ITS - Office of Information Security Risk Review SLA
All SLAs are per the University’s regular business hours; Monday - Friday, 8 a.m. - 5 p.m. unless otherwise noted.
- Initial Response - someone from the Office of Information Security will begin work on your request within 3 days of receipt of your request transitioning the request from “in review” to “in progress."
- Within 5 days following the initial response, you will receive a follow-up notice with a request for additional information which may include you collecting additional data needed for the review. If you are unfamiliar with the data items being requested, OIS can assist you. This is referred to as Risk Review Triage.

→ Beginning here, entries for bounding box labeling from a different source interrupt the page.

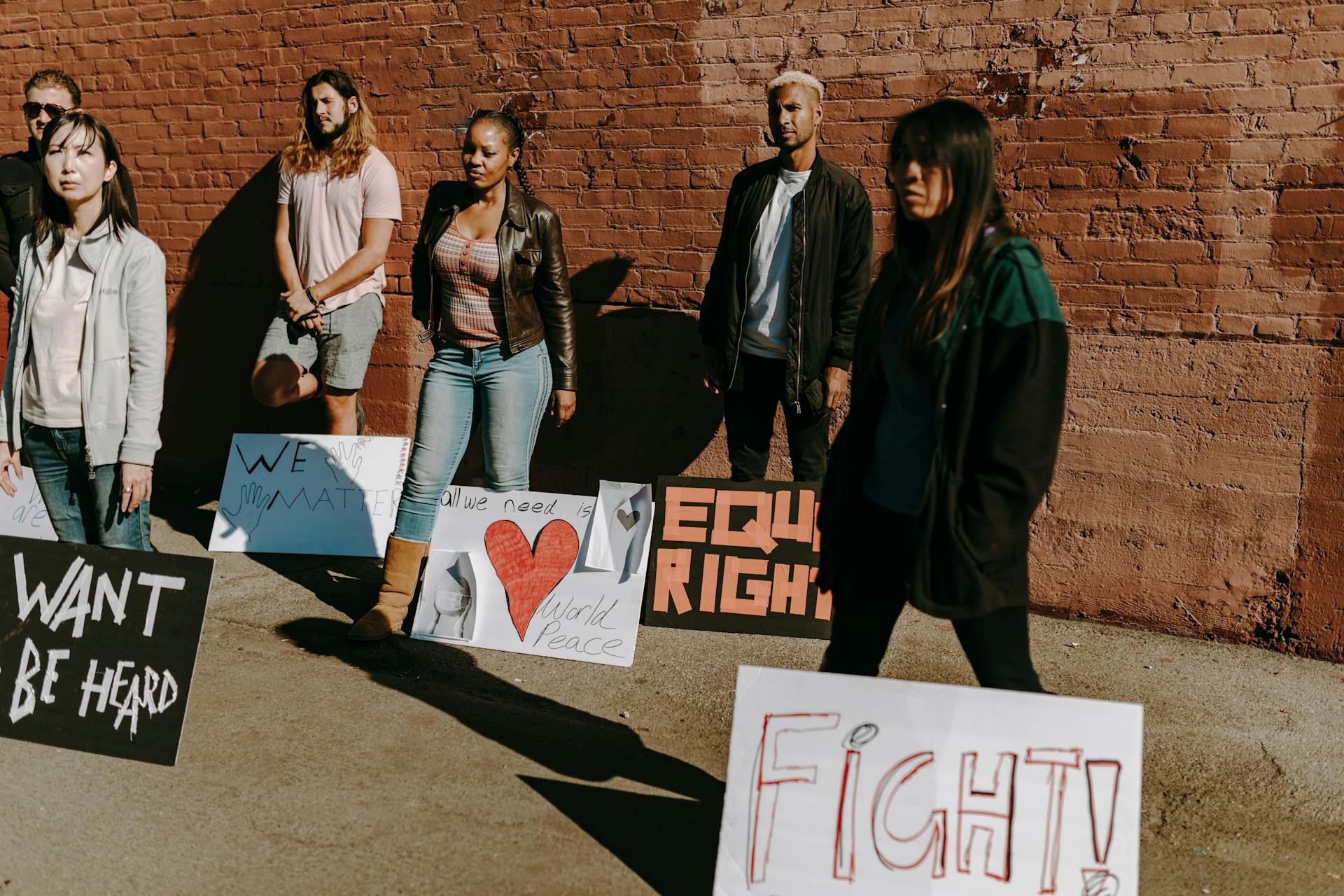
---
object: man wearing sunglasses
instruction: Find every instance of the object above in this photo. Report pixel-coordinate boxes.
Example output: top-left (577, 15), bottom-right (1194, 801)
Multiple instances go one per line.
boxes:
top-left (0, 69), bottom-right (136, 300)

- Risk Review Triage determines the level of review required:
- No Review
- Data is public and there are no other risk factors
- Will be completed within 14 days after triage is complete
- Short
- Data is internal or sensitive and/or there are other risk factors
- Will be completed within 40 days for internal data after triage is complete
- Will be completed within 60 days for sensitive data after triage is complete
- Full
- Data is sensitive or confidential and/or there are other risk factors
- Will be completed within 90 days after triage is complete
- No Review
- Regardless of status, client(s) will be provided an update in the request ticket on a weekly basis.
To learn more about types of data and their classifications, visit our Data Governance website. You may find the Data Classification Decision Tree especially useful.
Learn more about Risk Reviews as a service provided by the ITS Office of Information Security.
IT Acquisition review teams work alongside each other. Requests are not considered done until all required reviews are resolved. This SLA is for the ITS Office of Information Security to evaluate risk to the University and compatibility with security standards.